As German Chancellor Olaf Scholz attends the U.N. General Assembly in New York on Sunday, his political future will likely be decided at home in a regional election 6,000 kilometers away, APA reports citing Politico.
One more defeat at the hands of the far right this weekend will almost certainly spell the end, and Scholz could very well share the fate of U.S. President Joe Biden — thrust aside by his panicking party to make way for a candidate who can avoid a massacre in a national election next year.
Scholz’s center-left Social Democratic Party (SPD) narrowly trails the far-right Alternative for Germany (AfD) in polling ahead of Sunday’s election in Brandenburg, the eastern state surrounding Berlin.
If the SPD loses this traditional bastion, it will be the latest in a litany of electoral failures.
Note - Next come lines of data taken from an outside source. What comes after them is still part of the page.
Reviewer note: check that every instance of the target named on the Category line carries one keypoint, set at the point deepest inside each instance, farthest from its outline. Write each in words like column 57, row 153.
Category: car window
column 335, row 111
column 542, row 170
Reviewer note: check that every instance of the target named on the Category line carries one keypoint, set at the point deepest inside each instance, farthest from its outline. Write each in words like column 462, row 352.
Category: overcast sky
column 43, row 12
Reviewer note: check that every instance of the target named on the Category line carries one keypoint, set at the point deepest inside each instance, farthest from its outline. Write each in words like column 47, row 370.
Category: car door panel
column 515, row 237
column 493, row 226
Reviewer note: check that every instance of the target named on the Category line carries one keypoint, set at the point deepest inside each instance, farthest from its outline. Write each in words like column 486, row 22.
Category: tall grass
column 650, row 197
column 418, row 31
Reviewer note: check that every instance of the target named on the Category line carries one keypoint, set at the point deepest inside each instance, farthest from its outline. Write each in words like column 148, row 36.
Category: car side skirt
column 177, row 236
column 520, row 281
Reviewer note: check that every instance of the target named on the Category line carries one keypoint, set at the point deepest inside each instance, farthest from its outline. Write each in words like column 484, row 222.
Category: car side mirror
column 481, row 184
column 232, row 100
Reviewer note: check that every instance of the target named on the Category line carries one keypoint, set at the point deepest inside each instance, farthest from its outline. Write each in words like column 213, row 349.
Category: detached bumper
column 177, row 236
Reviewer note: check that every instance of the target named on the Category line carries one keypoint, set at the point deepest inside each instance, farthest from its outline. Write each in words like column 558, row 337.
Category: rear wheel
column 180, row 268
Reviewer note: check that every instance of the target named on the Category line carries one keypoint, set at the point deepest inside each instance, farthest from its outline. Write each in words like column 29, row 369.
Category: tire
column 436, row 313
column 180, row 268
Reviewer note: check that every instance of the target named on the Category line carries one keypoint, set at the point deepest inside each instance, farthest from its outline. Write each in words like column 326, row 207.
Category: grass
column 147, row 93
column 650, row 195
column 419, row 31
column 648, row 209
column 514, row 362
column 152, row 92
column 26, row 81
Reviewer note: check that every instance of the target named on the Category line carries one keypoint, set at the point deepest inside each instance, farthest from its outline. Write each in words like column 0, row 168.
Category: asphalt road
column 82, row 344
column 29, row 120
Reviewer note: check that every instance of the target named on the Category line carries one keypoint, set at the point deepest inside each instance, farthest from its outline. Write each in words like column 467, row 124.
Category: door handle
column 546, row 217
The party was beaten into third place — behind the AfD — in the June European election, a stinging loss that has only been compounded by two major reversals at the ballot box in eastern Germany. On Sept. 1, the far right notched its biggest success since World War II, winning the state of Thuringia and finishing a close second in Saxony. Scholz’s SPD was crushed in both votes.
Another drubbing by the far right will only accelerate the SPD’s calculus on when to pull the ripcord. What that entails is still unclear: It could mean a snap election, or maneuvering the more popular Defense Minister Boris Pistorius into the prime electoral slot for a national vote in 2025.